Once a government gets to a very very high level of debt, the risk is very small increases in borrowing costs which create a vast ocean of red ink. So that risk is not negligible.

So what happens as that ‘debt’ grows larger? Nothing if it isn’t spent. And if it’s spent, the risk is the risk of too much spending in the economy. Overspending would mean unemployment got ‘too low’ and the ‘excess spending’ was simply driving up prices. Comes back to the only risk of ‘too much’ deficit being inflation. So what’s his long term inflation forecast? He probably doesn’t even have one!!!

Very large debts do not simply disappear by magic.”

Correct, they remain as balances in either securities accounts (aka Treasury securities) at the Fed, or in reserve accounts at the Fed, or as actual cash, to the penny. And they constitute the $US net financial assets of the global economy that supports the global $US credit structure. To the penny.

Ferguson argues that Carmen Reinharts and Ken Rogoffs conclusions about the relationship between high debt and low growth are still true. The two Harvard economists had to defend their seminal book This Time is Different: Eight Centuries of Financial Folly after three University of Massachusetts academics correctly identified a spreadsheet coding error that led us to miscalculate the growth rates of highly indebted countries since World War II, according to Reinhart and Rogoff. (Lawmakers across the world cited their work as justification to institute austerity policies; they argued that economic growth slowed after a country’s public debt equaled 90 percent of its GDP).

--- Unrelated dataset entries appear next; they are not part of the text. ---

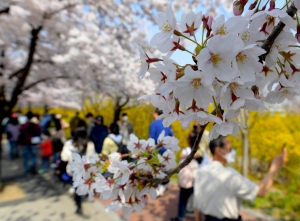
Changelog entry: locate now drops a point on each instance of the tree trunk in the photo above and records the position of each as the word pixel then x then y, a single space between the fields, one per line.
pixel 117 112
pixel 245 163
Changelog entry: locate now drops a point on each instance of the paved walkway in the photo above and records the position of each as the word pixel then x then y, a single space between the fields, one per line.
pixel 42 198
pixel 165 207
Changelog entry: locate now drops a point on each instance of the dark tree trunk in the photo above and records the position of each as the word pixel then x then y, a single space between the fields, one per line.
pixel 119 107
pixel 6 106
pixel 117 112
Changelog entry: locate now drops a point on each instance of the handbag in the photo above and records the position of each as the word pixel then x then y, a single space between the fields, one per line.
pixel 35 140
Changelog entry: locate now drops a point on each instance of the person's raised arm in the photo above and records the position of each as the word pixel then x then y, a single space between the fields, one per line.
pixel 268 180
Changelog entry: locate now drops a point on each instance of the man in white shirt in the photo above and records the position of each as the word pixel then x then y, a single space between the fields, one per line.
pixel 219 190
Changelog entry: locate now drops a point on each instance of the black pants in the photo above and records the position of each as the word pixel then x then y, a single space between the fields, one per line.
pixel 184 196
pixel 211 218
pixel 77 200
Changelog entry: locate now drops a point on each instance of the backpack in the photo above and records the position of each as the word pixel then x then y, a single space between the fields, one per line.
pixel 187 175
pixel 122 149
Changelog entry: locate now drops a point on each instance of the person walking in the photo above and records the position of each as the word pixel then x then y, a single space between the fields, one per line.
pixel 77 124
pixel 90 124
pixel 30 134
pixel 126 128
pixel 47 151
pixel 220 190
pixel 84 147
pixel 186 179
pixel 13 133
pixel 156 127
pixel 98 133
pixel 113 141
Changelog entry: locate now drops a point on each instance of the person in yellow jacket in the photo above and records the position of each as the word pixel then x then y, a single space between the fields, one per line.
pixel 112 141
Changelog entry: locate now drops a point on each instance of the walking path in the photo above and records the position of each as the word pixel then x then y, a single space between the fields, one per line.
pixel 42 198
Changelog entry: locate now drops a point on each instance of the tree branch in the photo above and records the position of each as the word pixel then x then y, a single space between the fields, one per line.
pixel 291 11
pixel 125 102
pixel 21 80
pixel 267 46
pixel 4 10
pixel 42 80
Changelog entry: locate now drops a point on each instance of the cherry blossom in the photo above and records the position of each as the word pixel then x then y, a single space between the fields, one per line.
pixel 215 60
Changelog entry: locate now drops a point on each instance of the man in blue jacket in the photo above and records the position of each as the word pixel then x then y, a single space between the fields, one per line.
pixel 98 133
pixel 156 127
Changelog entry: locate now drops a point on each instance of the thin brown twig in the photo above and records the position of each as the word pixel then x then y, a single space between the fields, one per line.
pixel 291 11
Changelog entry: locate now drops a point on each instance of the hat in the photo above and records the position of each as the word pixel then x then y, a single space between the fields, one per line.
pixel 99 118
pixel 14 115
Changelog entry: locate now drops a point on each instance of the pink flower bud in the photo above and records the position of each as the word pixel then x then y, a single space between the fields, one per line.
pixel 210 20
pixel 253 5
pixel 238 8
pixel 297 35
pixel 272 5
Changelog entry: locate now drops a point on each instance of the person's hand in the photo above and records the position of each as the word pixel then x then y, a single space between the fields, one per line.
pixel 279 160
pixel 119 123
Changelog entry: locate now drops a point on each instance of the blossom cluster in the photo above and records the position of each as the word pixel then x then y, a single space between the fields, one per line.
pixel 228 71
pixel 125 182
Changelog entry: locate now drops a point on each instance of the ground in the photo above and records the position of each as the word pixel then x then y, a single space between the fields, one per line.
pixel 42 198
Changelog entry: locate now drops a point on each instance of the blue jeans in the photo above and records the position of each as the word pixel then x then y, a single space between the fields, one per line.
pixel 29 154
pixel 211 218
pixel 184 196
pixel 46 163
pixel 13 149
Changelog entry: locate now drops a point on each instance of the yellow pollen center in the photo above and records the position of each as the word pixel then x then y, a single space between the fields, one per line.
pixel 234 86
pixel 278 46
pixel 222 30
pixel 216 59
pixel 166 27
pixel 286 92
pixel 242 58
pixel 196 83
pixel 246 36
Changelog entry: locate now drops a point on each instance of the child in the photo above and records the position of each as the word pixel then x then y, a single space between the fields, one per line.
pixel 47 151
pixel 186 179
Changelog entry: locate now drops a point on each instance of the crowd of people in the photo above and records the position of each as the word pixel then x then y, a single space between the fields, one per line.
pixel 207 187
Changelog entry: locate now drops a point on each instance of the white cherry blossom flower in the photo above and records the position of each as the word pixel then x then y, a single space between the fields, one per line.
pixel 280 44
pixel 167 142
pixel 190 87
pixel 215 60
pixel 164 75
pixel 280 94
pixel 249 36
pixel 77 166
pixel 145 62
pixel 190 22
pixel 247 62
pixel 232 26
pixel 166 22
pixel 234 92
pixel 135 145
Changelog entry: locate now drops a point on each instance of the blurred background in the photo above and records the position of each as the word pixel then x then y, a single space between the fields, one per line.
pixel 67 58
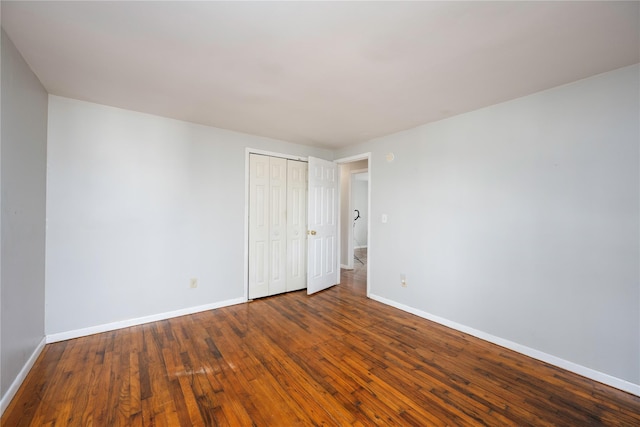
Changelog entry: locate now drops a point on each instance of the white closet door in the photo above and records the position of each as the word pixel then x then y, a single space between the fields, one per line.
pixel 259 197
pixel 278 226
pixel 296 225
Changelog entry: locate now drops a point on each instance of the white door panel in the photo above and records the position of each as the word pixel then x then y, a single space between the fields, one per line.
pixel 259 264
pixel 296 225
pixel 322 225
pixel 278 225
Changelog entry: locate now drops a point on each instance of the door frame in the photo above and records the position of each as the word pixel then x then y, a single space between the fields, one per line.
pixel 350 235
pixel 249 151
pixel 351 159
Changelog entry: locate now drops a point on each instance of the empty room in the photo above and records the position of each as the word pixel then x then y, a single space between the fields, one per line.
pixel 320 213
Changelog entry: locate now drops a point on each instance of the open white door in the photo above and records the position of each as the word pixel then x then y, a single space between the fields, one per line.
pixel 322 213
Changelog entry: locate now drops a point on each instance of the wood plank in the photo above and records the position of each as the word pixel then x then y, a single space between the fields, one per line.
pixel 334 358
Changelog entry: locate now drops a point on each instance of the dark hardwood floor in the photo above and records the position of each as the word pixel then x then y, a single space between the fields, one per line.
pixel 335 358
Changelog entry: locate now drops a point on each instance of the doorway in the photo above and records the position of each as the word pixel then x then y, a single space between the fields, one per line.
pixel 355 220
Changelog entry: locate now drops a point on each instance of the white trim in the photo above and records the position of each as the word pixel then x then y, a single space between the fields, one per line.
pixel 15 385
pixel 62 336
pixel 350 159
pixel 275 154
pixel 528 351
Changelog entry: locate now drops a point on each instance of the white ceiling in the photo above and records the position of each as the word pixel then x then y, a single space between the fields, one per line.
pixel 328 74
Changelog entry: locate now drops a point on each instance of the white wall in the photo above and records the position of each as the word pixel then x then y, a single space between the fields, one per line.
pixel 138 205
pixel 521 220
pixel 23 154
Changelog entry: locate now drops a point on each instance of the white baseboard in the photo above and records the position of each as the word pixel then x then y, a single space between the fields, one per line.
pixel 15 385
pixel 531 352
pixel 62 336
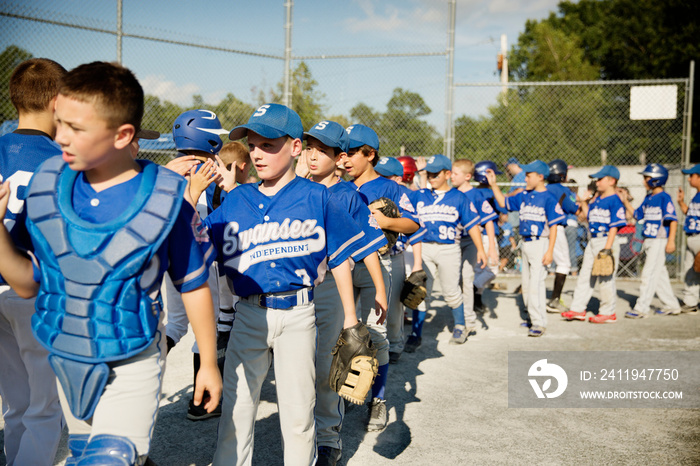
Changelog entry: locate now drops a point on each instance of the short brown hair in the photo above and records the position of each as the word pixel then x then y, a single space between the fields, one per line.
pixel 234 152
pixel 112 88
pixel 34 83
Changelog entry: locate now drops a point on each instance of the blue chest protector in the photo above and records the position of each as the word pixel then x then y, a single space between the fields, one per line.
pixel 98 300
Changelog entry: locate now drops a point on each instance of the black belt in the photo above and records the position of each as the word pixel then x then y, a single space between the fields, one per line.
pixel 284 300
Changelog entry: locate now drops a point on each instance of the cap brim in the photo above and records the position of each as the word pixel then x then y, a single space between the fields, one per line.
pixel 147 134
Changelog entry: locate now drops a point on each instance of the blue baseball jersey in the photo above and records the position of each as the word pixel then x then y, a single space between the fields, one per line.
pixel 444 214
pixel 565 197
pixel 21 152
pixel 374 239
pixel 692 217
pixel 538 212
pixel 605 213
pixel 657 211
pixel 280 243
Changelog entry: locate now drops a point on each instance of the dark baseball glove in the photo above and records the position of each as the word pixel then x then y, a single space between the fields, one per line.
pixel 354 365
pixel 413 292
pixel 603 264
pixel 389 209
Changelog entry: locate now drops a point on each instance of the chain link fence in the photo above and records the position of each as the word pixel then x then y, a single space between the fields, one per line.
pixel 587 124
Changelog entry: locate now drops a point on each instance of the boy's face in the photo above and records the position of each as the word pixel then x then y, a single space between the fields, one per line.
pixel 533 179
pixel 459 177
pixel 319 157
pixel 272 158
pixel 83 134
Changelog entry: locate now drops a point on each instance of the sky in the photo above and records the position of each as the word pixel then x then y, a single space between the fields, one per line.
pixel 319 28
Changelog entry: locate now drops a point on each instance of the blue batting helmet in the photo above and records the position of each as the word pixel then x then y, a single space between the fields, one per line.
pixel 657 173
pixel 557 171
pixel 480 171
pixel 198 130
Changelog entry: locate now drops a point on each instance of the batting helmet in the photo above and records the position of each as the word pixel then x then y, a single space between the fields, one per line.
pixel 480 171
pixel 557 171
pixel 409 168
pixel 657 173
pixel 198 130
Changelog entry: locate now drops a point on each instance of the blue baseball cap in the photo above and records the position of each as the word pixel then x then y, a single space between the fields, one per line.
pixel 607 170
pixel 361 135
pixel 538 167
pixel 271 121
pixel 331 134
pixel 692 170
pixel 437 163
pixel 389 166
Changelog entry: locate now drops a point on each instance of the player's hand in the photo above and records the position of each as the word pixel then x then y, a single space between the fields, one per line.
pixel 227 178
pixel 209 379
pixel 380 308
pixel 5 194
pixel 182 165
pixel 548 258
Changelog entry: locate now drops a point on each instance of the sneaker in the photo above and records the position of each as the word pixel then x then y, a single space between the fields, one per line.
pixel 412 344
pixel 667 312
pixel 377 415
pixel 573 315
pixel 459 335
pixel 198 413
pixel 603 319
pixel 328 456
pixel 555 306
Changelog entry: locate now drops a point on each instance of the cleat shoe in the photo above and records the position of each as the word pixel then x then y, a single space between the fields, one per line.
pixel 377 415
pixel 573 315
pixel 555 306
pixel 412 344
pixel 459 335
pixel 667 312
pixel 603 319
pixel 328 456
pixel 394 357
pixel 198 413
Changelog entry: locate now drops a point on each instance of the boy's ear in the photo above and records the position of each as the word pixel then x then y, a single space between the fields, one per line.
pixel 125 134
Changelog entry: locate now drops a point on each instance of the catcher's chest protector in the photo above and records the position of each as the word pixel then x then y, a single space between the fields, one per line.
pixel 93 304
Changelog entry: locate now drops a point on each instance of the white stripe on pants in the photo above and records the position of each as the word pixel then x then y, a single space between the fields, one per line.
pixel 534 274
pixel 586 283
pixel 655 277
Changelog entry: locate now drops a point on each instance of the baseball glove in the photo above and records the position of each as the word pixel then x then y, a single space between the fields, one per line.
pixel 354 365
pixel 413 292
pixel 389 209
pixel 603 264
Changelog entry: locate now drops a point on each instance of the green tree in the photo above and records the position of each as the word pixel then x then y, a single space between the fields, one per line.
pixel 9 59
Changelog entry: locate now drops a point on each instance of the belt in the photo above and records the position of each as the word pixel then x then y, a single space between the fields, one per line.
pixel 285 300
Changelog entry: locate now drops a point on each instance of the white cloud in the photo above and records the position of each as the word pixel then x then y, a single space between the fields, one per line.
pixel 164 89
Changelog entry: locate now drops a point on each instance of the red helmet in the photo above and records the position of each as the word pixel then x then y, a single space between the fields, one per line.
pixel 409 168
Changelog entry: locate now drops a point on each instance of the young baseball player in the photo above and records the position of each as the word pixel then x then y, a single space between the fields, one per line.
pixel 30 408
pixel 326 142
pixel 660 222
pixel 363 155
pixel 539 212
pixel 274 240
pixel 446 213
pixel 691 278
pixel 558 170
pixel 606 215
pixel 105 228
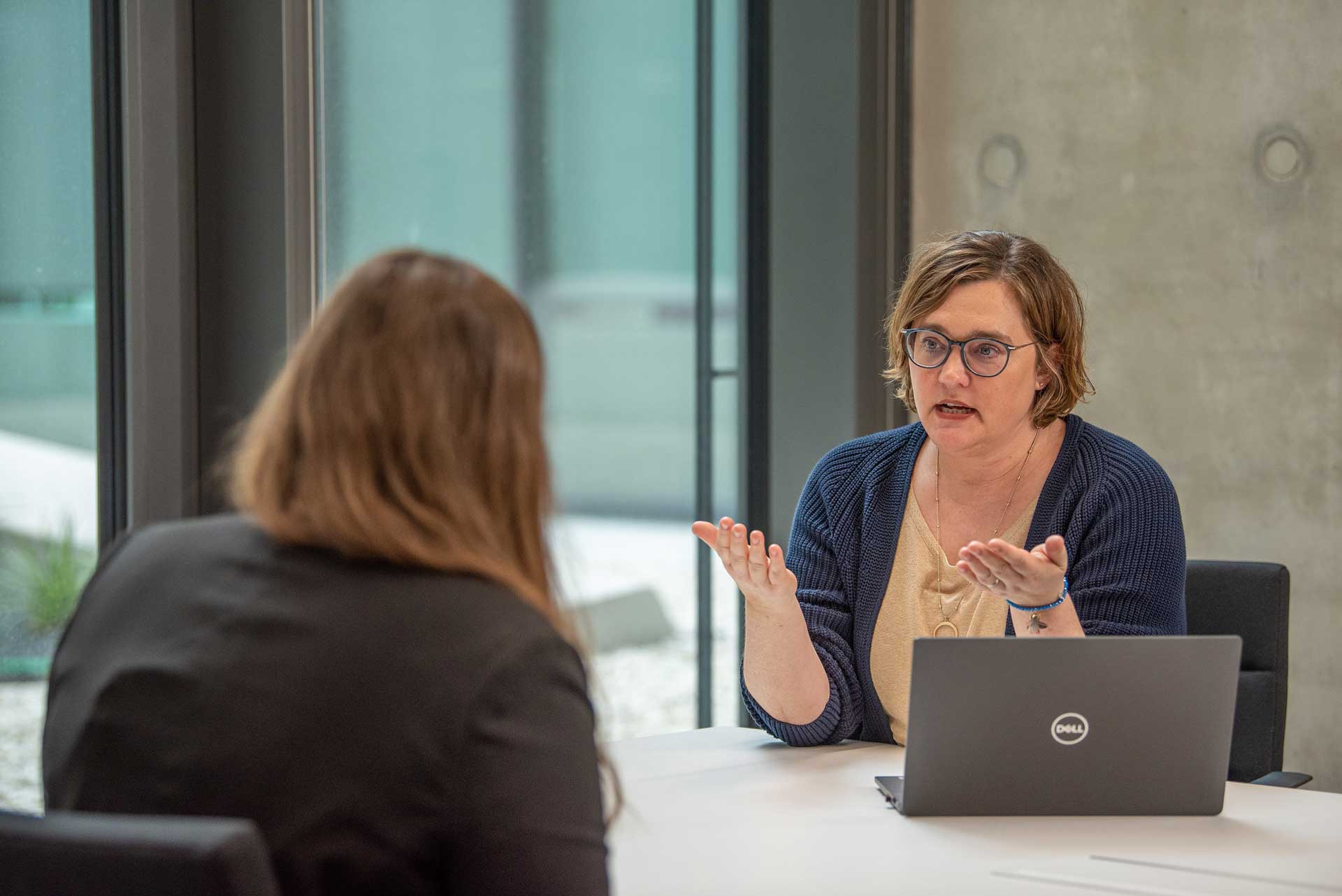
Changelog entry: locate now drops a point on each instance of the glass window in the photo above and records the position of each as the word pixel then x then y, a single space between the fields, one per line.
pixel 48 417
pixel 554 144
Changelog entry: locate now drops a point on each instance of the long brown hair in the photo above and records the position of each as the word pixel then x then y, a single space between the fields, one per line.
pixel 407 426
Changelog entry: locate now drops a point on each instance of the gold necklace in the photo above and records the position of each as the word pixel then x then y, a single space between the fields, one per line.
pixel 952 630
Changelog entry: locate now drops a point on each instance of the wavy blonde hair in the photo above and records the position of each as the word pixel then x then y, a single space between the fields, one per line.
pixel 407 427
pixel 1047 296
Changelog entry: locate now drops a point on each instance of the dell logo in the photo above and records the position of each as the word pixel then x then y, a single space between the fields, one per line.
pixel 1070 729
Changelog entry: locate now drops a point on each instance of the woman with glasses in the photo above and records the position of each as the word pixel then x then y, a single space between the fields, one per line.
pixel 997 513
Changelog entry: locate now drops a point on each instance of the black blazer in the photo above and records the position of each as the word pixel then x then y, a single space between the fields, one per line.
pixel 391 730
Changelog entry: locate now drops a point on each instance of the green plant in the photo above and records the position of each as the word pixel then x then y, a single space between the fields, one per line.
pixel 51 575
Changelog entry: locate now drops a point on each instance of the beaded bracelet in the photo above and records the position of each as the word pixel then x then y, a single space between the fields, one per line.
pixel 1039 609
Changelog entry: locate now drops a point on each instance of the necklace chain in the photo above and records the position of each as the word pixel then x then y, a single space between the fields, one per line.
pixel 941 595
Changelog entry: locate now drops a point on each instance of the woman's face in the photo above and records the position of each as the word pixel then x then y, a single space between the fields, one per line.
pixel 997 407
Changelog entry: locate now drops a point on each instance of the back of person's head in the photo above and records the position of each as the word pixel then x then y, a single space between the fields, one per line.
pixel 407 427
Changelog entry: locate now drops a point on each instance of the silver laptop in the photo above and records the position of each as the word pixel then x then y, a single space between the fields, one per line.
pixel 1095 726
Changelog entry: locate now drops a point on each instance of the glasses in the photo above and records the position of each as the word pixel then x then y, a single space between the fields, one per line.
pixel 981 356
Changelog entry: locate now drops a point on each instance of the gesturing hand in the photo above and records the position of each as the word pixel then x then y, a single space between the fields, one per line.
pixel 761 575
pixel 1031 579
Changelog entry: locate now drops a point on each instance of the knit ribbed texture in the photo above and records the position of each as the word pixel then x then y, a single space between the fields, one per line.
pixel 1109 499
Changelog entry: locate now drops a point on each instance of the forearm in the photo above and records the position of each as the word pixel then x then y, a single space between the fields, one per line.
pixel 781 668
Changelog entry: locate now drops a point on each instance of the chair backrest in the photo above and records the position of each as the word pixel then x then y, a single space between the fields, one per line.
pixel 73 853
pixel 1250 600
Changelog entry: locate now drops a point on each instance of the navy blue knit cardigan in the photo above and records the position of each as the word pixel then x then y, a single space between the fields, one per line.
pixel 1109 499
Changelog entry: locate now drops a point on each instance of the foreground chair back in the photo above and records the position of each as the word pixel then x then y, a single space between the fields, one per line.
pixel 75 853
pixel 1254 601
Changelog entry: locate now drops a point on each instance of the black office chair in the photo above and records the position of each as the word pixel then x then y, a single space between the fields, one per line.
pixel 77 853
pixel 1250 600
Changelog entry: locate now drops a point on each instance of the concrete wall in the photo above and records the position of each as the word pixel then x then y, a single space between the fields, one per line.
pixel 1129 138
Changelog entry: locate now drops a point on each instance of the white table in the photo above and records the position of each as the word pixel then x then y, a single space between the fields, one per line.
pixel 730 811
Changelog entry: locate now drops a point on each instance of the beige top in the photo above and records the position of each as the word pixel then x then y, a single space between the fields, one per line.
pixel 910 609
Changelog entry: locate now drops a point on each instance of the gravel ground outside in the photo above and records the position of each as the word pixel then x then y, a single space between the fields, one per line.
pixel 22 706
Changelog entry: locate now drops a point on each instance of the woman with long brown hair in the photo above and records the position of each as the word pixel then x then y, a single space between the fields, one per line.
pixel 368 659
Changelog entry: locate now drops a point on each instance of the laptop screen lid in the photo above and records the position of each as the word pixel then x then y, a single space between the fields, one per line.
pixel 1111 726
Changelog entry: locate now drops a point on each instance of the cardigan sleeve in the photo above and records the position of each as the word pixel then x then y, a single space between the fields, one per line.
pixel 828 614
pixel 1127 564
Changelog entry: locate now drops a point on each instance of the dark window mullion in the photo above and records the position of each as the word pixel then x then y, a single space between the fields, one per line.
pixel 704 348
pixel 110 268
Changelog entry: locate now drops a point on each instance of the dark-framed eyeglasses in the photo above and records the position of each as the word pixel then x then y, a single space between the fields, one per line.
pixel 981 356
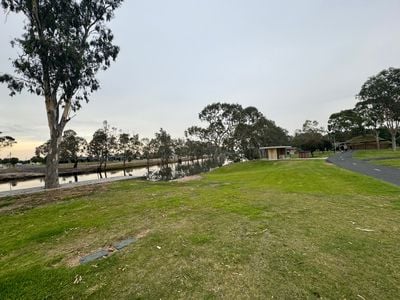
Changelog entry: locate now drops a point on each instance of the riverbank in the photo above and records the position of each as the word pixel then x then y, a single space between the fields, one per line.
pixel 261 229
pixel 26 172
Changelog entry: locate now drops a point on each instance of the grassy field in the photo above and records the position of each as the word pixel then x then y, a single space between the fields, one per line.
pixel 282 230
pixel 385 157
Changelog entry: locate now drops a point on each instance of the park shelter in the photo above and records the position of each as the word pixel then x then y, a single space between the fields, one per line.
pixel 275 152
pixel 367 142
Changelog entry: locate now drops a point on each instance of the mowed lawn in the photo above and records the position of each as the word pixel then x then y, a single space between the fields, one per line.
pixel 282 230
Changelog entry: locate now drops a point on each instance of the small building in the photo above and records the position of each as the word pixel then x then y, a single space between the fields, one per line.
pixel 275 152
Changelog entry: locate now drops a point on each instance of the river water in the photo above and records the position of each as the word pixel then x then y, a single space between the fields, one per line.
pixel 39 182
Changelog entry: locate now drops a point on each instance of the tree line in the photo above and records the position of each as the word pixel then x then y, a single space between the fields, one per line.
pixel 229 132
pixel 376 112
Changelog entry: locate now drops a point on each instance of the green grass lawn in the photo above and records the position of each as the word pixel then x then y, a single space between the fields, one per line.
pixel 282 230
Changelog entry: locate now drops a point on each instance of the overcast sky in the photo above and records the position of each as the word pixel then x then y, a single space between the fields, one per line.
pixel 293 60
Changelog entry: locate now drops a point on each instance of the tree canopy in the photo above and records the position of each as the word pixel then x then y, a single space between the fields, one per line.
pixel 380 99
pixel 64 44
pixel 6 140
pixel 236 131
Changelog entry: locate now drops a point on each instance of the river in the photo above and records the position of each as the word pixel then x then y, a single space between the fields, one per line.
pixel 39 182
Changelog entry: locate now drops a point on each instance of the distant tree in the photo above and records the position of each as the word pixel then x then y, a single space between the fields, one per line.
pixel 10 161
pixel 6 141
pixel 311 137
pixel 102 145
pixel 37 159
pixel 346 124
pixel 371 118
pixel 381 93
pixel 236 131
pixel 148 149
pixel 72 147
pixel 164 147
pixel 221 120
pixel 42 150
pixel 254 131
pixel 127 146
pixel 180 148
pixel 64 45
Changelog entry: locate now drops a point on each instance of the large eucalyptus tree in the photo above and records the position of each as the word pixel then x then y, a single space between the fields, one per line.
pixel 64 44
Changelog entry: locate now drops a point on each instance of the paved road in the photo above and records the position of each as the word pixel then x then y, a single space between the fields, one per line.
pixel 345 160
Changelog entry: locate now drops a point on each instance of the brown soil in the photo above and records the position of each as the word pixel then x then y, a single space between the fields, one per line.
pixel 24 202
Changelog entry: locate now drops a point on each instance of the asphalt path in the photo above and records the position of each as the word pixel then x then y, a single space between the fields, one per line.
pixel 345 160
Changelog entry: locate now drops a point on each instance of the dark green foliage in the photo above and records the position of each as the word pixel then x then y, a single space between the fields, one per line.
pixel 311 138
pixel 380 101
pixel 346 124
pixel 6 140
pixel 236 131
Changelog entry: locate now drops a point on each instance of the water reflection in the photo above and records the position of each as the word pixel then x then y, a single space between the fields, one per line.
pixel 168 172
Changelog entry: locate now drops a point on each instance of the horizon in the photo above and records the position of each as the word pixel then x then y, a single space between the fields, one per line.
pixel 291 61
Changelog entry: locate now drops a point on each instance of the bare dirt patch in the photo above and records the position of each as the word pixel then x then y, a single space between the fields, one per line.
pixel 188 178
pixel 25 202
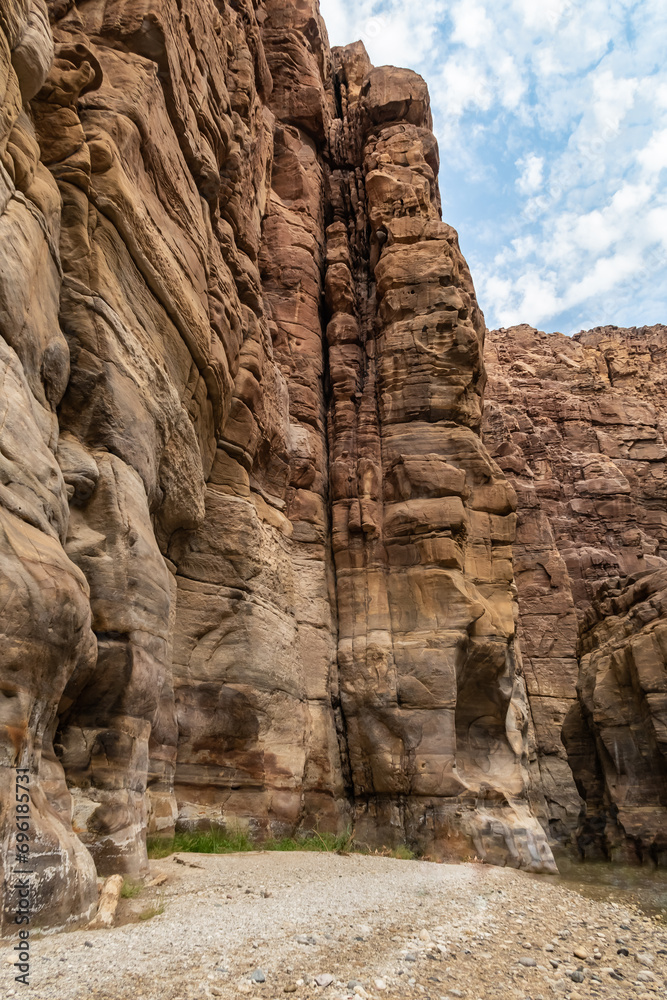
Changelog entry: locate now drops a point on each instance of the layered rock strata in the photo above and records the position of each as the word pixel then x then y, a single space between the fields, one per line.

The headlines have done a disservice to Ken Rogoff and Carmen Reinhart, Ferguson notes. Its extremely implausible that governments with already high debt can improve their situation by making their debt even larger. High debt scenarios often end with inflation or default. They dont end with a rapid increase in the growth rate. A minor error in the Rogoff and Reinhart paper does not refute the case that governments with excessively large public debt have to bring them under control.”

Presenting data doesn’t ever show causation.

But regardless of the level of cumulative deficit spending for a currency issuing govt, with a proposed tax cut and/or spending increase every economist paid to be right will revise his GDP forecast up.

Moreover, Ferguson compares government accounting of public debt to one of the most famous and hated public companies that ever existed.

If companies behaved like governments, they would essentially be Enron, he says. There is a fundamental problem with government accounting.

There are likely govt accounting problems, but not solvency problems for the issuer of the currency.